For those not familiar with the VCDB, every quarter the RISK Team releases raw data regarding information security breaches that have been reported in public channels, like the news or reports to the Attorney General’s office. The basic process is to identify news articles, create issues in github, and then code them up using a web-based application. When it comes time for a release, we export the data and use some python to turn the entries into VERIS schema-compatible JSON objects.
Of course, humans are prone to error and so we have a variety of sanity checks that we run on the data before it gets committed to github. For example, we check each incident to make sure that all the values are actual enumerations from the standard (no incidents that have ‘hakcing’ instead of hacking) and that an integer is present in the data total.
Even with these checks in place, bad data can slip through the cracks, and one great way to detect that is by having some dynamic data visualizations made up that work against your live data. For example, earlier this week I pulled the latest data from our tool, converted it to JSON, validated it, and then put it into a test database. Now what data scientist wouldn’t want to play around with a shiny new data set? So I pulled up a graph of the incidents in each year in the dataset.
Before I updated the data, the graph looked like this:
And after adding the new data I got this:
Well that’s not good. What the heck happened? Turns out that one of the incidents that passed validation had a mistake in the timeline. In that one file, timeline.incident.year was set to 20134. When I generate this particular view of the data I like to fill in any missing years. That way I don’t have 1971 showing up next to 1983 (yes we have some of those in the data set - I just clipped off the graphic so it wouldn’t be huge). So when this view came up, it filled in every year from 20134 down to 2014. All of the years that actually had something were basically printed on top of each other and were very thin.
So even though my data validation script had given the thumbs up to all the data, taking a glance at some simple visualizations alerted me to a problem.
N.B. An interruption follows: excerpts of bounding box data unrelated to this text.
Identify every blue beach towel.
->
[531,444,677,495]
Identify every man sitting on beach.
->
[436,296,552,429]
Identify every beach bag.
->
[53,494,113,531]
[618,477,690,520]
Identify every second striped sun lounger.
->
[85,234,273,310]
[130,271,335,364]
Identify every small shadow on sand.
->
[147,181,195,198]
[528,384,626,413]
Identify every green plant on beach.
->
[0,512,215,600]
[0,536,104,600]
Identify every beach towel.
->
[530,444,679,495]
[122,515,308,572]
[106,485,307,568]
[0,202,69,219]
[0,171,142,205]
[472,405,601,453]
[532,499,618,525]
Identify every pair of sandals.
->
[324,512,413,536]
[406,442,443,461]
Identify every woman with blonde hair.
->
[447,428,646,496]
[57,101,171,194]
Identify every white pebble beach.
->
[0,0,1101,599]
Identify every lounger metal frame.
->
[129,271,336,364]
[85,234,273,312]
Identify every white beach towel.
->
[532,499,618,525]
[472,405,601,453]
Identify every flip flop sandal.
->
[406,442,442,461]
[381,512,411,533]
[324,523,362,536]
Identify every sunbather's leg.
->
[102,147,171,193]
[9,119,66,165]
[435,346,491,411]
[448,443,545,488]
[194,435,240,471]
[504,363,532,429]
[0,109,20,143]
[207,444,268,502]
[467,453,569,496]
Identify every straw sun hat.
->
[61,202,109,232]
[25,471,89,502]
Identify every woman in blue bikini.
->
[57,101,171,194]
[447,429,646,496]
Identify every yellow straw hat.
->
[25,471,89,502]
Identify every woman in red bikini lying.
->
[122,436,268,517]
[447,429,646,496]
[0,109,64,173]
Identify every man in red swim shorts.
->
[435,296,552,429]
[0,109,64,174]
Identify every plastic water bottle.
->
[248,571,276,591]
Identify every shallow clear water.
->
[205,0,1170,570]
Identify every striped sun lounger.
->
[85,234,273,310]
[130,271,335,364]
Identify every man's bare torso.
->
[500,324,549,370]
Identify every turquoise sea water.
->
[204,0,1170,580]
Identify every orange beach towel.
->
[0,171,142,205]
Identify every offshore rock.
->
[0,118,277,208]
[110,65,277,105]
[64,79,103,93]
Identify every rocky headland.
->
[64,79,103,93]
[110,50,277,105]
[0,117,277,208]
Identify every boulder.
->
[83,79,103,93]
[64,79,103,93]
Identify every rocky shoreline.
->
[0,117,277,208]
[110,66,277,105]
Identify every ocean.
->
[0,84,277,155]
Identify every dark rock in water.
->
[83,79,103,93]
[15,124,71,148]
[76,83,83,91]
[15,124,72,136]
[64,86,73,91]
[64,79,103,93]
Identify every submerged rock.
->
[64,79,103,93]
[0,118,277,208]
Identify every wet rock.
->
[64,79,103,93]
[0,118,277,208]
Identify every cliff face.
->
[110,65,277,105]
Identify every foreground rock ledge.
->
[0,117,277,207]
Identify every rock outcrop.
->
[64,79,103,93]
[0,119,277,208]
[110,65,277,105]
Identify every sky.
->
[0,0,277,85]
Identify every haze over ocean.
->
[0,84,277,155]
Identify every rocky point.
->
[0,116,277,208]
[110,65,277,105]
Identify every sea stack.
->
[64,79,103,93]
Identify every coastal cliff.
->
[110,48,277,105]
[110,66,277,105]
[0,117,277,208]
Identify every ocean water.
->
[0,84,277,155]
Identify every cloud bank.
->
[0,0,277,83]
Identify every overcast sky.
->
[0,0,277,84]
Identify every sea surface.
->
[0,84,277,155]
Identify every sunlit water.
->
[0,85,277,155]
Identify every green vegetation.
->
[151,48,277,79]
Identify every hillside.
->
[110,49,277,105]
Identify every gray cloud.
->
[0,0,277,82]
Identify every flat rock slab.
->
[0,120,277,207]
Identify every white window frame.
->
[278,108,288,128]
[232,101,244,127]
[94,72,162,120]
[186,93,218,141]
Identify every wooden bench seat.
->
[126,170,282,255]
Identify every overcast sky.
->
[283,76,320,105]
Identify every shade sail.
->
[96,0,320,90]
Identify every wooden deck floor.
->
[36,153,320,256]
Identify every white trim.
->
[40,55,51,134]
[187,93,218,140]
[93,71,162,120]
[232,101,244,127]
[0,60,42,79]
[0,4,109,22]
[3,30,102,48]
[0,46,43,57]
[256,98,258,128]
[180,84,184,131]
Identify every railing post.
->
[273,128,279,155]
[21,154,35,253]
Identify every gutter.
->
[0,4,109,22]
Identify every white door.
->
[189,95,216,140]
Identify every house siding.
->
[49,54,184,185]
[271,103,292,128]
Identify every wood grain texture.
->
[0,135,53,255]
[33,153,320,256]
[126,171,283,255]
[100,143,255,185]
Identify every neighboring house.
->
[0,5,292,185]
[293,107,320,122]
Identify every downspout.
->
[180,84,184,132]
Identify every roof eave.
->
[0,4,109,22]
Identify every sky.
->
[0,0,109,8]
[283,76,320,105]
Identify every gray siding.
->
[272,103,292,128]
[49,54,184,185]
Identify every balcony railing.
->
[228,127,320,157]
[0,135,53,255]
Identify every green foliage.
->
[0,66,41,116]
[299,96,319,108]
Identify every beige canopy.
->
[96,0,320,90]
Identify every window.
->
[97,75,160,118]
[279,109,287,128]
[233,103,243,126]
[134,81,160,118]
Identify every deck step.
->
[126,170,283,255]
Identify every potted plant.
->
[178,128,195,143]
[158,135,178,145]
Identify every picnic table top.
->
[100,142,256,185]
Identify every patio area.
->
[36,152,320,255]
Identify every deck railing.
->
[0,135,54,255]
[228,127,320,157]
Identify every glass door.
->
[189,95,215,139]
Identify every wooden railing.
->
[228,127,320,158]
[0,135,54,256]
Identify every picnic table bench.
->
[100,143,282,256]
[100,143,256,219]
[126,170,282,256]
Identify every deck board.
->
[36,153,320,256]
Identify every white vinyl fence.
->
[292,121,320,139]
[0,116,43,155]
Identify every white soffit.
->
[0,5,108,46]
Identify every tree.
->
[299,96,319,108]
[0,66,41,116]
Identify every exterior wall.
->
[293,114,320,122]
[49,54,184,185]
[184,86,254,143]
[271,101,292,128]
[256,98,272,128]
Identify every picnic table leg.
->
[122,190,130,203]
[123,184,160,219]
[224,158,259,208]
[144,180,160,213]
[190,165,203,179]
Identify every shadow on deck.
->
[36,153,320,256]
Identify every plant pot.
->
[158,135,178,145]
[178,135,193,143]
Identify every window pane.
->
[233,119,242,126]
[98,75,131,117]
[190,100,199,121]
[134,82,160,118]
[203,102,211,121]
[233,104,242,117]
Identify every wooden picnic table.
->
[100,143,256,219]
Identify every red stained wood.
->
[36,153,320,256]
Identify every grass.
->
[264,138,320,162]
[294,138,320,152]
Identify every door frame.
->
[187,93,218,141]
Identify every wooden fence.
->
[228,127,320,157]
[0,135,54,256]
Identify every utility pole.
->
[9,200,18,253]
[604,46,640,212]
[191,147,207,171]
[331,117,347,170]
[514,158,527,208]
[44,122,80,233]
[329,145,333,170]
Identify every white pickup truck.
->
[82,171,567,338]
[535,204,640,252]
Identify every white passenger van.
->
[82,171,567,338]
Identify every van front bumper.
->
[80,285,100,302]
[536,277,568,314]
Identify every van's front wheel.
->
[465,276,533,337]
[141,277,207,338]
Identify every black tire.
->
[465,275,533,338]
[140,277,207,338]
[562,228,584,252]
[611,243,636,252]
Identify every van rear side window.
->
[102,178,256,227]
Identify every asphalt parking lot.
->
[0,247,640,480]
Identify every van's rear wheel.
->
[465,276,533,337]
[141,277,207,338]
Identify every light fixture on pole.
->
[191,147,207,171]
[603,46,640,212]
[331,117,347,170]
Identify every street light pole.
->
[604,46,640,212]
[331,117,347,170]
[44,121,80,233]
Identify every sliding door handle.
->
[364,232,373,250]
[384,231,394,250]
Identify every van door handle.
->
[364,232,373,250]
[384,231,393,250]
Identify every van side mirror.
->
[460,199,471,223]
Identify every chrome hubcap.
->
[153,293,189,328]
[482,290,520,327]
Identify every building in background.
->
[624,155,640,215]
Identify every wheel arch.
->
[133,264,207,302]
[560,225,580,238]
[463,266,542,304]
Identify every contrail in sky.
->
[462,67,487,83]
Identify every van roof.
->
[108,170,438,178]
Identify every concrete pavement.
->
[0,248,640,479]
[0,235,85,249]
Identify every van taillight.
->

It was an easy fix, and after I re-populated my database I got a picture that was much more in line with what I had expected.
Another example is seeing enumerations in a graphic that simply don’t belong there. Take a look at this graph of actor varieties in the VCDB.
One of the actor varieties is motive, which is not a valid enumeration in VERIS for actor variety (motive is a different variable to describe an actor). Looking in the data set I was able to find an incident that had been coded wrong and fix it even though it had slipped past our other checks.